Field observations are a characteristic, distinguishing method in geological studies and previously I have alluded to the example of how Lyell [6] highlighted the importance of field observations in refuting Werner theory about the genesis of igneous rocks. The paper presented in this special issue by Novoselov et al. [12] presents extensive field studies asserting the frequency and diversity of carbonate neoformations but goes significantly further with laboratory studies that show how studies in the built environment can contribute to the discussion of some fundamental issues of geosciences (in this case, mineral genesis). The hypothesis proposed by the authors on the biological contribution must be highlighted given the present interest in biomineralization, namely of calcium carbonate.
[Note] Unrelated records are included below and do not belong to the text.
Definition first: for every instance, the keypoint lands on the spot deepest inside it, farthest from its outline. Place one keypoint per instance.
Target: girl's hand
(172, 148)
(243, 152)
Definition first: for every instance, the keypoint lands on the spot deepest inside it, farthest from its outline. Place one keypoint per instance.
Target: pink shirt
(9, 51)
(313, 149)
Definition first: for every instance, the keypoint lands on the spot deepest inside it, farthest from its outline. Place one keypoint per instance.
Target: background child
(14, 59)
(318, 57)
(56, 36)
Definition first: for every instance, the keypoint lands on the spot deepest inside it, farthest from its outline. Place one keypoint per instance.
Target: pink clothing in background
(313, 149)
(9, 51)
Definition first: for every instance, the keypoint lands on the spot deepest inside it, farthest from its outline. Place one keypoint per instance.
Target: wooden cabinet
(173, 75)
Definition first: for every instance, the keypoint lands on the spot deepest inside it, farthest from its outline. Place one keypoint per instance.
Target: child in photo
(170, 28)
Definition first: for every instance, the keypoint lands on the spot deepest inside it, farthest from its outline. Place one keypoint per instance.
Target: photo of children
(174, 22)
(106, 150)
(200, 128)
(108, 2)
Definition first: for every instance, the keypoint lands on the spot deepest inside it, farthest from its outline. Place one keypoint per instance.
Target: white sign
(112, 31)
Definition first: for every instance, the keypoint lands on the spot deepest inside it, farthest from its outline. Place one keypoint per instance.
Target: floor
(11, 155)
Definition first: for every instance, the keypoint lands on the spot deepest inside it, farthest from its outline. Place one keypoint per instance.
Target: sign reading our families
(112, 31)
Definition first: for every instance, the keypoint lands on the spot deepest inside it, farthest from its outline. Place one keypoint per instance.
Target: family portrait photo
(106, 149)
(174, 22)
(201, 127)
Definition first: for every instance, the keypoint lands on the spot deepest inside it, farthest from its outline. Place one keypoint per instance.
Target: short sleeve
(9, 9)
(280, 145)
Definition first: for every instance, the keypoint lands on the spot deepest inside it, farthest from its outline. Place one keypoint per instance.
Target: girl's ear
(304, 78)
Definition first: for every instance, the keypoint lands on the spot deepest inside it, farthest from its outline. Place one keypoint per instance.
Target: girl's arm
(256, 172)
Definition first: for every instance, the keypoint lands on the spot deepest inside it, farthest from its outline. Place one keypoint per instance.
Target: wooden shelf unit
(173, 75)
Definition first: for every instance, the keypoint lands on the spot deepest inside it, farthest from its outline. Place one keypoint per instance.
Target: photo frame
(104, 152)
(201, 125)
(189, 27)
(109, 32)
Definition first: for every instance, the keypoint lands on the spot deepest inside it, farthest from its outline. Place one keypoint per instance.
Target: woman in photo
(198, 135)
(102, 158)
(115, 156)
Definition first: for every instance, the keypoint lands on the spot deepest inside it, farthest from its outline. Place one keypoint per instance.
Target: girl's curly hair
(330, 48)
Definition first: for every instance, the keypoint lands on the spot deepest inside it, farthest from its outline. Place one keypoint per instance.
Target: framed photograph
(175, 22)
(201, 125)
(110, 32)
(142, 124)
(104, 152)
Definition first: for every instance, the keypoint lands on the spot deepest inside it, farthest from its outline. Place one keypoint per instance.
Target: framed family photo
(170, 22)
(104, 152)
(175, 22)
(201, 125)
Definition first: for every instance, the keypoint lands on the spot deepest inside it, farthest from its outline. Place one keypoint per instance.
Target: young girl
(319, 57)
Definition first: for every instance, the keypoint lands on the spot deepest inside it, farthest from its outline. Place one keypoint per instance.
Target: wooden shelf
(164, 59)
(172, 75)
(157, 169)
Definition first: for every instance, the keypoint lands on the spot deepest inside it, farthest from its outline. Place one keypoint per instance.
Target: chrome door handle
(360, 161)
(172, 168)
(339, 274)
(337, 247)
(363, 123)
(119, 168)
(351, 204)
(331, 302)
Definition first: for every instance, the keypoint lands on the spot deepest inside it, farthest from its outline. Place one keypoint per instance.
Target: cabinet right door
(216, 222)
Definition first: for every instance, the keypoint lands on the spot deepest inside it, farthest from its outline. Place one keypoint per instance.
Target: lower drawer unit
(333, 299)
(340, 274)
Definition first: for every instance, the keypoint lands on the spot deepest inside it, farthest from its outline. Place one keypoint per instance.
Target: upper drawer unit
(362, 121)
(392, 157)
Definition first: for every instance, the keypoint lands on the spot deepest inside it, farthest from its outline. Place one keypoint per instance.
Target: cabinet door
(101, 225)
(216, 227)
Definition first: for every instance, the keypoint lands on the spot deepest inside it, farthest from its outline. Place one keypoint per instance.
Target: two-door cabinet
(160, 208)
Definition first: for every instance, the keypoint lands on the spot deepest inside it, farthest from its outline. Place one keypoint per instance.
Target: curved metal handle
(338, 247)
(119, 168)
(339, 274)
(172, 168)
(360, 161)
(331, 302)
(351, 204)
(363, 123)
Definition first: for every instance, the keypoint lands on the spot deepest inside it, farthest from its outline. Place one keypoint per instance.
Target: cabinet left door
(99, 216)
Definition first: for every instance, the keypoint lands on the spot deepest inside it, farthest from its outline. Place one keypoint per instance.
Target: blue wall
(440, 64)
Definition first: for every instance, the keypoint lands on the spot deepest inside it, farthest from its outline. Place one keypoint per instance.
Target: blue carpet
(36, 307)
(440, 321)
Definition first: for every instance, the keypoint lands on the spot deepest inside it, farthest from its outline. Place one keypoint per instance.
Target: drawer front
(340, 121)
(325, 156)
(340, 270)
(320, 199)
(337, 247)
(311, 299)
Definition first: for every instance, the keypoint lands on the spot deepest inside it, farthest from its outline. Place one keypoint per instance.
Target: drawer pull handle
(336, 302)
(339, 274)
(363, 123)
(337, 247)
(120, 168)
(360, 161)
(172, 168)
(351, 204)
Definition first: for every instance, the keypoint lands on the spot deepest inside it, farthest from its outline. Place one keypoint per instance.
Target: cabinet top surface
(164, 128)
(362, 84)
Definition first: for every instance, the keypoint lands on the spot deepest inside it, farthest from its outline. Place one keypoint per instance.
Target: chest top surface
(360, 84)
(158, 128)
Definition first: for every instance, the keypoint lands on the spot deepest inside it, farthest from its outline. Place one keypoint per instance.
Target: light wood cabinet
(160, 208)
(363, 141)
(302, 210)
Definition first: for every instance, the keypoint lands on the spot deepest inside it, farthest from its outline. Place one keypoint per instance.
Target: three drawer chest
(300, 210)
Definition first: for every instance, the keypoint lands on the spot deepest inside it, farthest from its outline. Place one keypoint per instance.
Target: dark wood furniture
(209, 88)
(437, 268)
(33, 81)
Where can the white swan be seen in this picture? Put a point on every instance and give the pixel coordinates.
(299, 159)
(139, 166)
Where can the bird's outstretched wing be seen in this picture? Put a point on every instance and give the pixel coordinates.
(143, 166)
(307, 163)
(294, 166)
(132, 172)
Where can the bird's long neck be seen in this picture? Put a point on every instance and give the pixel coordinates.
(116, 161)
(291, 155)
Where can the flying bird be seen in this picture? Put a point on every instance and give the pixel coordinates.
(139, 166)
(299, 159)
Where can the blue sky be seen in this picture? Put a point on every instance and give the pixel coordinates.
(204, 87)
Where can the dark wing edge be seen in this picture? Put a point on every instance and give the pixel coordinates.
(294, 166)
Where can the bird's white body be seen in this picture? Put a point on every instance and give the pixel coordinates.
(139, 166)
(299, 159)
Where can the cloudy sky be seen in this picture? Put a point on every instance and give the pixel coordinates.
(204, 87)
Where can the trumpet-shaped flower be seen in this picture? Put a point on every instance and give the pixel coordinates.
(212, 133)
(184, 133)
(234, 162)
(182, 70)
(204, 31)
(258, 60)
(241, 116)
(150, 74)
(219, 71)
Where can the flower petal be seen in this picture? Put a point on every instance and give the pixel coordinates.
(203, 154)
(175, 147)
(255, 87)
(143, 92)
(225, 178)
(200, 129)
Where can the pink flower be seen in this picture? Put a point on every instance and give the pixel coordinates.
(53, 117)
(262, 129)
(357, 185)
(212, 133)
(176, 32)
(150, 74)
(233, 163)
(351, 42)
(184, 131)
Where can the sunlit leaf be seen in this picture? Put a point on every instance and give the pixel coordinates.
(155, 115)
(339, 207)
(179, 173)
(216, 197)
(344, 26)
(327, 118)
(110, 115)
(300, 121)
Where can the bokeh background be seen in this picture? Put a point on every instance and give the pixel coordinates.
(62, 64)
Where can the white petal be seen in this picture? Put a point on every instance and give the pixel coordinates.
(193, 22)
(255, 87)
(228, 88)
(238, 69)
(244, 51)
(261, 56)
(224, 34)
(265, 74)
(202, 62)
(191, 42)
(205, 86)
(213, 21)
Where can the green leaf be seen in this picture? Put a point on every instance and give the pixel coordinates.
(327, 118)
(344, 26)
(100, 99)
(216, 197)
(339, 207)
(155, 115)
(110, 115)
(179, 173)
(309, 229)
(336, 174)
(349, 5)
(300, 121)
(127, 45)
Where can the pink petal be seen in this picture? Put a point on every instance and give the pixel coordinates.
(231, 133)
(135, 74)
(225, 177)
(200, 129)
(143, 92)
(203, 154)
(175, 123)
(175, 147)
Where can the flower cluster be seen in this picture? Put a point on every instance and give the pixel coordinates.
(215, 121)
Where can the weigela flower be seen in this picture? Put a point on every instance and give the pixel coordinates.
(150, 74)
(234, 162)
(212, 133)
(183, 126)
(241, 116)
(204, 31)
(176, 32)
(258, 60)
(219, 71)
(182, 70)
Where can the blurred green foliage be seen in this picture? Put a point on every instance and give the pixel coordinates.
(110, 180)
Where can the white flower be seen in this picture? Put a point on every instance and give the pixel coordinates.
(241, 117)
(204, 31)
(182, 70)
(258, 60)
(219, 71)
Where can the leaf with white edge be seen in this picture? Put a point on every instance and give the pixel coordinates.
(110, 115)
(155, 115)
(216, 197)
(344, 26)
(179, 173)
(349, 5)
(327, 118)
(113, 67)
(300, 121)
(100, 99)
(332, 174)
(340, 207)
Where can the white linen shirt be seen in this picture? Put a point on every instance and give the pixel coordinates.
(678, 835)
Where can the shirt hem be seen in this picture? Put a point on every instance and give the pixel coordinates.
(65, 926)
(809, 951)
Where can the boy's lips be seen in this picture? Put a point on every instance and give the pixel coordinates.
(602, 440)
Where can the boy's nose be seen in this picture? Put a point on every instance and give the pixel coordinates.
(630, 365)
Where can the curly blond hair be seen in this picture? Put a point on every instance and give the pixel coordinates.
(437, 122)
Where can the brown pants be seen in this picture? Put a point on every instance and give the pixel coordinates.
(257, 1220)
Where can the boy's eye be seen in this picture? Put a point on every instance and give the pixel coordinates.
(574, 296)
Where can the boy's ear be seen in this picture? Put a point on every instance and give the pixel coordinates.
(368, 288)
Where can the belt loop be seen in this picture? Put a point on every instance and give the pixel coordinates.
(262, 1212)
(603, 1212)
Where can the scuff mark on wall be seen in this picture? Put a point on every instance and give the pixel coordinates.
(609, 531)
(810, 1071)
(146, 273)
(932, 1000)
There is extensive research on fast forming forms of calcium carbonate, precursors of calcite, which can be of interest also in terms of carbon sequestration, and the study of Boch et al. [14] showed the fast formation of ikaite in built structures (in conditions with some geochemical affinities with those studied by Novoselov et al. [12]). The present year even saw the publication in the journal Science of the proposal of a new hemihydrate calcium carbonate found in laboratory experiments [15]. It will be exciting to see whether such phase spontaneously forms outside the laboratory and I will not be surprised if it is found in the neoformations of the built environment.